But, if I’m honest, and I always try to be, I’m writing for me. I always have done. I think I’ve said before that writing is one of the main ways I process the world. It helps me to understand what I am living. I also love wordcraft – playing around with words and phrases, constructing sentences. My blog is where I practice writing, learning and honing my craft. Please don’t be offended, I love that you are here, but this is for me.

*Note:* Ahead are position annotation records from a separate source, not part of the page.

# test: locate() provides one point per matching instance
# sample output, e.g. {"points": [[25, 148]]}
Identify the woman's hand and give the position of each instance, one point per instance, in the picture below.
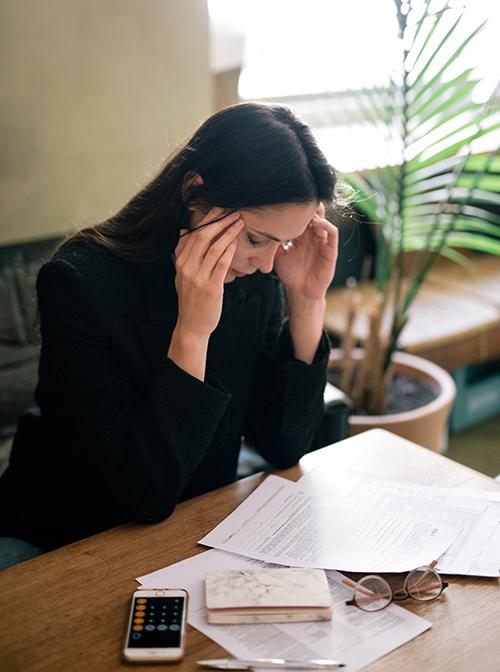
{"points": [[202, 260], [306, 269]]}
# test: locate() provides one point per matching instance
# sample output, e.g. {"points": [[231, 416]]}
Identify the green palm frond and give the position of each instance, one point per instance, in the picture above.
{"points": [[441, 196]]}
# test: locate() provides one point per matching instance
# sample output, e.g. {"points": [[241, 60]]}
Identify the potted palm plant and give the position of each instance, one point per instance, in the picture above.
{"points": [[441, 198]]}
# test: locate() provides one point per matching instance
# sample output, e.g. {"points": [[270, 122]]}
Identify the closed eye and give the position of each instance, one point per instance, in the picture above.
{"points": [[255, 242]]}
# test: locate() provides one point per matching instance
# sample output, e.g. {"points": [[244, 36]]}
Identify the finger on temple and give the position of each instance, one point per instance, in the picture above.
{"points": [[221, 268]]}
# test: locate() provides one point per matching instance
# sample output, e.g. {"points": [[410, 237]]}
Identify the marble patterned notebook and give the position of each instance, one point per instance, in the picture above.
{"points": [[272, 595]]}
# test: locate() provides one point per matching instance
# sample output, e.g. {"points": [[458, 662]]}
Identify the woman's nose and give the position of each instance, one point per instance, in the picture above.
{"points": [[264, 261]]}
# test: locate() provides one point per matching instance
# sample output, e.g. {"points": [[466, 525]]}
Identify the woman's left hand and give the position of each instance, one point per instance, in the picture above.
{"points": [[306, 269]]}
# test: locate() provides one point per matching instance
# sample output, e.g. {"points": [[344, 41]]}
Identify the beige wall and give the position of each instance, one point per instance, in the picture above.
{"points": [[95, 93]]}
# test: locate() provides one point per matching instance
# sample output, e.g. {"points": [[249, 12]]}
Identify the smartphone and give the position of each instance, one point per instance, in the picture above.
{"points": [[156, 626]]}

So for this reason, I am not going to make any more promises. I am not going to try to boost my follower count by posting more frequently, regularly, or consistently. I’m not going to let myself feel guilty if I don’t post anything for a few weeks. I’m not going to try to pre-write posts any more, so I can post on schedule even when I don’t feel like writing (because, to be honest, those posts never seem to connect with you, dear Reader, as well as the spur of the moment ones anyway). I’m not going to force myself to try to write when I don’t feel like it, because at the moment, that is not what I need from myself.

I love writing, and I want to enjoy it. I never want this blog to feel like it’s a chore, because my writing will suffer, and I know you will notice, dear Reader.

So please, stick around and bear with me, if you enjoy what I write. Because I know that when I am writing from the heart it does resonate with people. And thank-you, dear Reader, for sticking with me thus far. Writing my blog blesses me, and I hope reading it might bless you too.